これはこの前のランチでいくつか年上の女性社員に言われた一言。再婚で今の家庭を築いた彼女に子どもはいない。今の生活が楽しいことは知っていたけれど、語気強めに語られた主張を一身に浴びたわたしは、少し面食らってしまった。

しかし気持ちはわかる。数年前のわたしも同じことを思っていたし、今でもその気持ちを捨て切れてはいない。それでもずるずると不妊治療をしている今のわたしには、「子どもを産まない」とキッパリ言える強さがうらやましくて、それでいて純粋にそれに賛同できなくて、複雑な気持ちがぐるぐる渦巻いている。

その上で彼女に何か生い立ちの上で壁になったものがあるのかもしれないと勝手に勘繰ってしまったのは、わたしの悪い癖なんだろう。わたしのように家族のトラウマなんてなくても、「子どもはいらない」と思う人もきっといるだろうに。
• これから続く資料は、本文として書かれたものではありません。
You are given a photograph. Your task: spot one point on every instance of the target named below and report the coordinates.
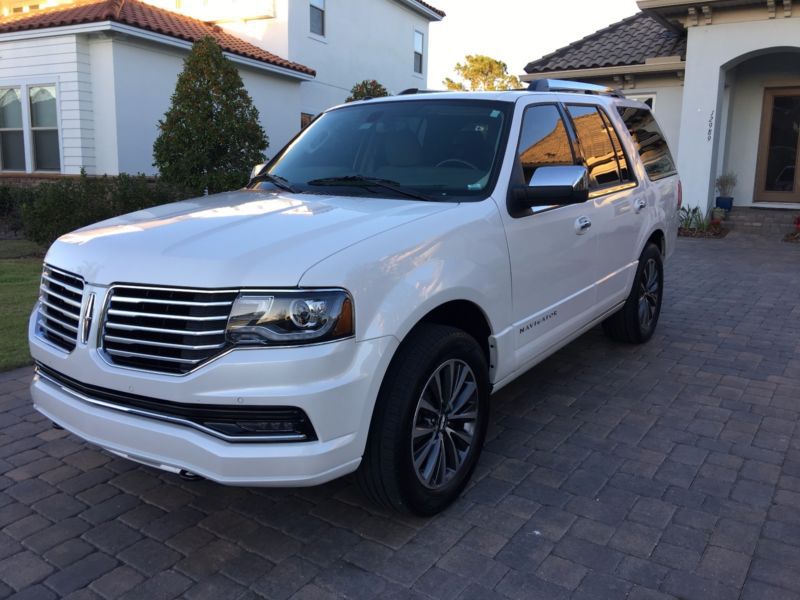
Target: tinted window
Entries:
(598, 151)
(543, 140)
(438, 148)
(649, 141)
(622, 161)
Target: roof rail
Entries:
(411, 91)
(564, 85)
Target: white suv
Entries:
(353, 308)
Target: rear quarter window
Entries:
(650, 142)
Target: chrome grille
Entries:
(167, 330)
(60, 296)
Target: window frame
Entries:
(312, 6)
(21, 129)
(610, 188)
(24, 85)
(516, 170)
(421, 53)
(649, 177)
(505, 136)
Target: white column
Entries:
(701, 120)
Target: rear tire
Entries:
(636, 321)
(429, 422)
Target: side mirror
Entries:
(257, 169)
(554, 186)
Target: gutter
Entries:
(431, 15)
(657, 66)
(159, 38)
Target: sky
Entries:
(514, 31)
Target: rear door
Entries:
(613, 193)
(551, 250)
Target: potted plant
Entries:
(725, 185)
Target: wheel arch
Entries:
(658, 238)
(466, 316)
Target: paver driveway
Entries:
(612, 471)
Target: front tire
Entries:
(636, 321)
(429, 422)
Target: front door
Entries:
(552, 249)
(777, 175)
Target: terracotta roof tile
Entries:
(628, 42)
(144, 16)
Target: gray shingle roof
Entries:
(628, 42)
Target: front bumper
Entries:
(334, 384)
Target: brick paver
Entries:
(611, 471)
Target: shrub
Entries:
(369, 88)
(210, 138)
(54, 208)
(11, 200)
(726, 183)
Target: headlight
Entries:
(290, 318)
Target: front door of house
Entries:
(778, 175)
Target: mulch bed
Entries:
(792, 238)
(716, 233)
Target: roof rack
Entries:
(564, 85)
(411, 91)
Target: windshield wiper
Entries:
(277, 181)
(360, 180)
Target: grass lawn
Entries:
(19, 286)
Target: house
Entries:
(722, 76)
(83, 84)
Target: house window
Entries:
(44, 128)
(12, 137)
(317, 8)
(419, 51)
(29, 128)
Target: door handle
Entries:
(582, 224)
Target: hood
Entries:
(237, 239)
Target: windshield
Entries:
(430, 149)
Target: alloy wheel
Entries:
(445, 424)
(649, 293)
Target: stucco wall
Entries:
(145, 77)
(711, 50)
(746, 87)
(365, 39)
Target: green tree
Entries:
(369, 88)
(482, 73)
(210, 137)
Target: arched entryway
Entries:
(760, 135)
(729, 68)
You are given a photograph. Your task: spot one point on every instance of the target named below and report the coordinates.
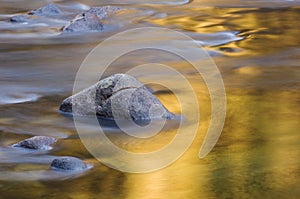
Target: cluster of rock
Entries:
(118, 97)
(88, 21)
(59, 163)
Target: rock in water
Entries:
(103, 12)
(37, 142)
(119, 96)
(19, 18)
(47, 10)
(85, 22)
(68, 164)
(90, 21)
(50, 10)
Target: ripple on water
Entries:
(15, 98)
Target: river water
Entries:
(255, 45)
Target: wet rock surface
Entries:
(103, 12)
(68, 164)
(37, 143)
(119, 96)
(49, 10)
(84, 23)
(88, 21)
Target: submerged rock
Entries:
(119, 96)
(68, 164)
(103, 12)
(91, 20)
(37, 142)
(49, 10)
(84, 23)
(19, 18)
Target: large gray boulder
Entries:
(85, 22)
(37, 143)
(68, 164)
(49, 10)
(118, 97)
(103, 12)
(91, 20)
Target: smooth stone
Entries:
(84, 23)
(68, 164)
(49, 10)
(37, 143)
(19, 18)
(103, 12)
(119, 96)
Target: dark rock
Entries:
(37, 142)
(84, 23)
(119, 96)
(49, 10)
(68, 164)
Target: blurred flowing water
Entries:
(255, 44)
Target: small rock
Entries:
(68, 164)
(37, 142)
(119, 96)
(103, 12)
(84, 23)
(50, 10)
(47, 10)
(19, 18)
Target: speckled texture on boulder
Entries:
(37, 142)
(119, 96)
(84, 23)
(68, 164)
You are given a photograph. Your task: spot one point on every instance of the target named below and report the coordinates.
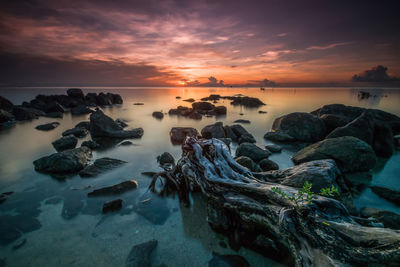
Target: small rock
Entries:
(113, 205)
(48, 126)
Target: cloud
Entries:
(376, 74)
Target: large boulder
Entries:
(64, 143)
(252, 151)
(103, 126)
(301, 126)
(320, 173)
(213, 131)
(351, 154)
(69, 161)
(6, 104)
(179, 134)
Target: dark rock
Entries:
(165, 158)
(77, 132)
(242, 121)
(80, 110)
(99, 166)
(6, 104)
(83, 124)
(203, 106)
(48, 126)
(219, 260)
(248, 163)
(278, 137)
(64, 143)
(220, 110)
(268, 165)
(274, 148)
(179, 134)
(246, 101)
(351, 154)
(90, 144)
(115, 189)
(68, 161)
(140, 254)
(388, 218)
(213, 131)
(301, 126)
(76, 93)
(386, 193)
(252, 151)
(113, 205)
(23, 113)
(103, 126)
(158, 115)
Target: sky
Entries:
(192, 43)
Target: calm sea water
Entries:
(184, 237)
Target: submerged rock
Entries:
(140, 254)
(103, 126)
(48, 126)
(178, 134)
(386, 193)
(252, 151)
(64, 143)
(115, 189)
(99, 166)
(351, 154)
(301, 126)
(113, 205)
(69, 161)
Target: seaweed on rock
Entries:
(248, 211)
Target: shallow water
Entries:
(85, 237)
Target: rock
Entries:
(248, 163)
(242, 121)
(386, 193)
(274, 148)
(219, 260)
(90, 144)
(48, 126)
(158, 115)
(103, 126)
(99, 166)
(83, 124)
(351, 154)
(64, 143)
(220, 110)
(23, 113)
(6, 104)
(115, 189)
(362, 128)
(320, 173)
(113, 205)
(246, 101)
(77, 132)
(213, 131)
(268, 165)
(301, 126)
(278, 137)
(383, 142)
(69, 161)
(179, 134)
(388, 218)
(80, 110)
(76, 93)
(252, 151)
(165, 158)
(140, 254)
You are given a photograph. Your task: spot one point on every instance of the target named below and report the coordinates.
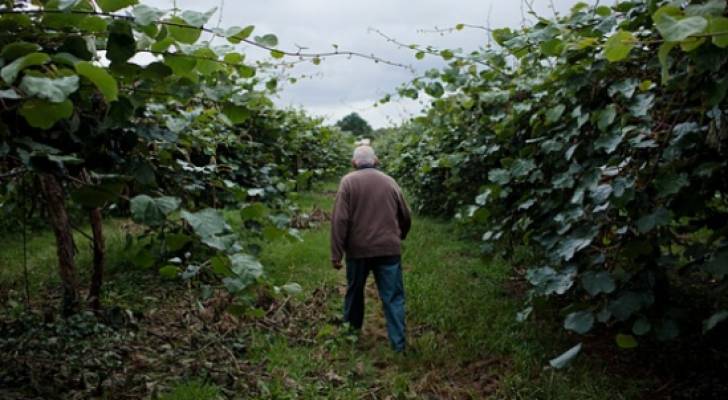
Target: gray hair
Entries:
(364, 156)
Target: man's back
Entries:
(370, 216)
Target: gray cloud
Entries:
(341, 85)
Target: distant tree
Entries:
(355, 124)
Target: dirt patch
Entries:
(122, 354)
(310, 220)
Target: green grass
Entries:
(193, 390)
(42, 260)
(461, 322)
(460, 315)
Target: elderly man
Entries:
(370, 219)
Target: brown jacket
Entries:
(370, 216)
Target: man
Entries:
(369, 220)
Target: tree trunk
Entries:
(55, 201)
(97, 277)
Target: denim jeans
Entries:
(388, 275)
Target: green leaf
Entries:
(115, 5)
(181, 65)
(659, 217)
(580, 322)
(718, 28)
(246, 267)
(670, 184)
(641, 326)
(145, 15)
(292, 288)
(233, 58)
(435, 89)
(714, 320)
(44, 114)
(179, 30)
(606, 117)
(152, 211)
(609, 141)
(522, 167)
(206, 223)
(619, 45)
(11, 71)
(268, 40)
(662, 55)
(710, 8)
(237, 34)
(553, 47)
(98, 195)
(253, 211)
(169, 272)
(120, 45)
(99, 77)
(499, 176)
(235, 113)
(627, 304)
(675, 29)
(176, 241)
(196, 18)
(597, 282)
(626, 341)
(565, 359)
(19, 49)
(554, 114)
(718, 264)
(93, 24)
(55, 90)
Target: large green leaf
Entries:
(55, 90)
(619, 45)
(115, 5)
(206, 223)
(676, 29)
(43, 114)
(237, 34)
(718, 27)
(11, 71)
(709, 8)
(15, 50)
(146, 15)
(597, 282)
(153, 211)
(235, 113)
(103, 80)
(120, 45)
(197, 19)
(714, 320)
(181, 31)
(98, 195)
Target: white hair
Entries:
(364, 156)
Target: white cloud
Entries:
(341, 85)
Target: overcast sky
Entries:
(340, 85)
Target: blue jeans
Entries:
(388, 275)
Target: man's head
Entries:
(364, 157)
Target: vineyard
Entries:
(165, 224)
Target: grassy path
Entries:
(460, 314)
(460, 323)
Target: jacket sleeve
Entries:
(339, 223)
(403, 214)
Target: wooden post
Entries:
(55, 203)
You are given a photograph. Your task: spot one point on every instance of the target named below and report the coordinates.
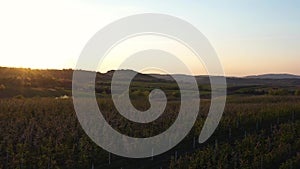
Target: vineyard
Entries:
(260, 127)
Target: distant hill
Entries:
(273, 76)
(56, 83)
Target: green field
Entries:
(260, 127)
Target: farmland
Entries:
(260, 127)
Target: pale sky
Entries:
(249, 36)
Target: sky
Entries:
(249, 36)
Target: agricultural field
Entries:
(260, 127)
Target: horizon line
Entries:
(242, 76)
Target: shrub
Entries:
(2, 87)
自分のものさしで彼女の価値観を測ってしまった自分にも嫌気が差して、何も言えなくなってしまった。

あれから数週間彼女の言葉を繰り返し考えているけれど、なんて答えたらよかったのだろう。彼女は賛同してほしかったのか、ただの世間話だったのか、それとも「わたしは不妊治療もしている」と打ち明ければよかったのか。波風を立てたくない上に自分の結論が出ていないわたしに、一体何が言えたのだろう。
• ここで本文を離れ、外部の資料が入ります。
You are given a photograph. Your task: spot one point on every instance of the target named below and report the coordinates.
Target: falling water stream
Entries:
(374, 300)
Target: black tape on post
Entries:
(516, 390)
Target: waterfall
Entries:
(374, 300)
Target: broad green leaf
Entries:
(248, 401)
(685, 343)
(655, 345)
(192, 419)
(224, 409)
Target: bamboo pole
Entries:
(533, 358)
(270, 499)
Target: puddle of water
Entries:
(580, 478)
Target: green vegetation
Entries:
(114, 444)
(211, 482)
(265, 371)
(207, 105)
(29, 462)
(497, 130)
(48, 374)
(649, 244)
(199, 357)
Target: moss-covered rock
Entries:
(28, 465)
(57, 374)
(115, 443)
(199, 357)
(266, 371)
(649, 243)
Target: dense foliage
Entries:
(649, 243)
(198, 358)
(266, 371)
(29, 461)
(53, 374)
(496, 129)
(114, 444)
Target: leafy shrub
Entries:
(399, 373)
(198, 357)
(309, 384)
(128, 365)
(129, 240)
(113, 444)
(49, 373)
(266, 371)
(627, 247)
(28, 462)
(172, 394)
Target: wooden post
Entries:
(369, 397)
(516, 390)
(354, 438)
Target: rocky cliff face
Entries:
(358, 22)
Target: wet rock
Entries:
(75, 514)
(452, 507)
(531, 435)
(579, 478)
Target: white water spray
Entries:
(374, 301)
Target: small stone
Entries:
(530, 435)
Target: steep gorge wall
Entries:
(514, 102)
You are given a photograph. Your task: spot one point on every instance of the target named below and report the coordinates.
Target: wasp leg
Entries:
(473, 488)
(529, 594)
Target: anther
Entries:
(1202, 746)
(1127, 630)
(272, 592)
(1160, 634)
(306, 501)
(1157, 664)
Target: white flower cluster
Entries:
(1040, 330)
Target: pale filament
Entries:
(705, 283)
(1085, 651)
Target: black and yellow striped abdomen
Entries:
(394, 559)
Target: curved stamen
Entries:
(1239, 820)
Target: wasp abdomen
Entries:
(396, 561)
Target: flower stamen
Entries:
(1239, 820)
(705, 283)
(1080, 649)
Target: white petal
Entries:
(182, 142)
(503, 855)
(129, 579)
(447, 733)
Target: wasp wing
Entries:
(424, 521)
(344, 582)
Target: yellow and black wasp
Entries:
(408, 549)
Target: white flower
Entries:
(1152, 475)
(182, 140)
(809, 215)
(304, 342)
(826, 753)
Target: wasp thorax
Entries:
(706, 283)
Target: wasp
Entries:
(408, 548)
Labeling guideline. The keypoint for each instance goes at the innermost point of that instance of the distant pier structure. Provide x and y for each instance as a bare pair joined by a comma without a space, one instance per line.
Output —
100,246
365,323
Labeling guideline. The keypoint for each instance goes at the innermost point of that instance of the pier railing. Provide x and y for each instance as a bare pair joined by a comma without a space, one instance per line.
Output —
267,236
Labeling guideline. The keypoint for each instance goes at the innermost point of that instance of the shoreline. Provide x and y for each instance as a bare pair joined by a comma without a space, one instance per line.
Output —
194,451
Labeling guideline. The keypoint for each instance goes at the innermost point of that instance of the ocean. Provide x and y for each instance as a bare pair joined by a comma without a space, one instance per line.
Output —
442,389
「紆余曲折あって今はクリニックに通っているのだけど強く子どもを産みたいとは願っていなくて、でも罪悪感や折り合いのために治療しているので報われたらいいなとはほんの少し思っているんです。でも出産も子育ても恐怖しかなくて、家族に希望も持てないわたしはきっと心の底では同じように自分の人生に子どもがいてほしいとは思っていないのだと思います」

と言ってもよかったのだろうか。いや、これでもまだ補足したい行間があるのだから、あのとき伝えるには不十分すぎると感じている。それに彼女との関係はそこをわかり合えるほど深くない。

他者に思いを伝えるのは難しいな。自分の思いさえ曖昧なわたしには、なおさら。

「子どもはいらない」とわたしがちゃんと言える日は、来るんだろうか。まだわからないや。